When the tour is finished, at the point where Britten would start a razzle-dazzle fugue, Bates tries in vain at first to get the sections to play together, but everything, including the Sprite, gets blown up in a dissonant blast. Gradually, and delicately, the instruments pull themselves together and revive the Sprite for a finale of restless, syncopated energy that is supposed to symbolize people of different backgrounds and races learning to live and work together. If only …

Composer Mason Bates and conductor Jason Seber take bows with the San Diego Symphony.
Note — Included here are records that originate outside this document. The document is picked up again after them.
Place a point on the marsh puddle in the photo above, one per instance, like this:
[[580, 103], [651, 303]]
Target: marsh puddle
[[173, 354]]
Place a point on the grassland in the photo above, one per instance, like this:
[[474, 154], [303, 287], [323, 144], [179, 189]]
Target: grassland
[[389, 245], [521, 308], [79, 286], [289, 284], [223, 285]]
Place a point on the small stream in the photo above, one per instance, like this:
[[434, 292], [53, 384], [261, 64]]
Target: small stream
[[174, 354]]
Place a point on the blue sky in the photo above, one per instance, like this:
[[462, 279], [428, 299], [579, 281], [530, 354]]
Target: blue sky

Valerie Coleman’s Umoja: An Anthem of Unity has a a goal similar to that of Philharmonia Fantastique. The word “umoja” means unity in Swahili — and it has gone through an odyssey from just a song for women’s choir to a piece for woodwind quintet and a 2019 version for full orchestra. With a soulful tune to start, a lively center with string minimalism and a sprinkling of xylophone, and a finale of spiritual Americana in triple meter that seems to take cues from William Grant Still, it’s an appealing work that says its piece in less than 14 minutes.
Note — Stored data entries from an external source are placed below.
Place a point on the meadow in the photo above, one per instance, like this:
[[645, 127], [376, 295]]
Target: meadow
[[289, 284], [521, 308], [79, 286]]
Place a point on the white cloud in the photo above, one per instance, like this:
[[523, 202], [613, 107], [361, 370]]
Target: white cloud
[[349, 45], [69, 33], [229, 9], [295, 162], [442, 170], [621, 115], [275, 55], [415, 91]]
West Side Story was sandwiched in between the newer pieces. The playing was OK, maybe a tad too relaxed where it should pop, and the rhythms weren’t consistently jumping. But this, too, fit in with the night’s general theme of unity among diverse people — or at least the last minutes of the musical and suite are supposed to.

The weather was perfect — low-to-high 70s — and we could see fog dramatically starting to form at dusk over the Coronado peninsula as sailing craft floated by in San Diego Bay. The sound was a little on the tubby side but quite acceptable for a facility out in the open. Unfortunately, some thoughtless idiots in the adjacent marina were blasting loud party music throughout much of the evening; whenever the orchestra’s volume level dropped below a mezzo-forte, that’s about all you could hear. Overall, though, I’m reluctant to complain; the Shell remains a marvelous all-season setting in which to hear music.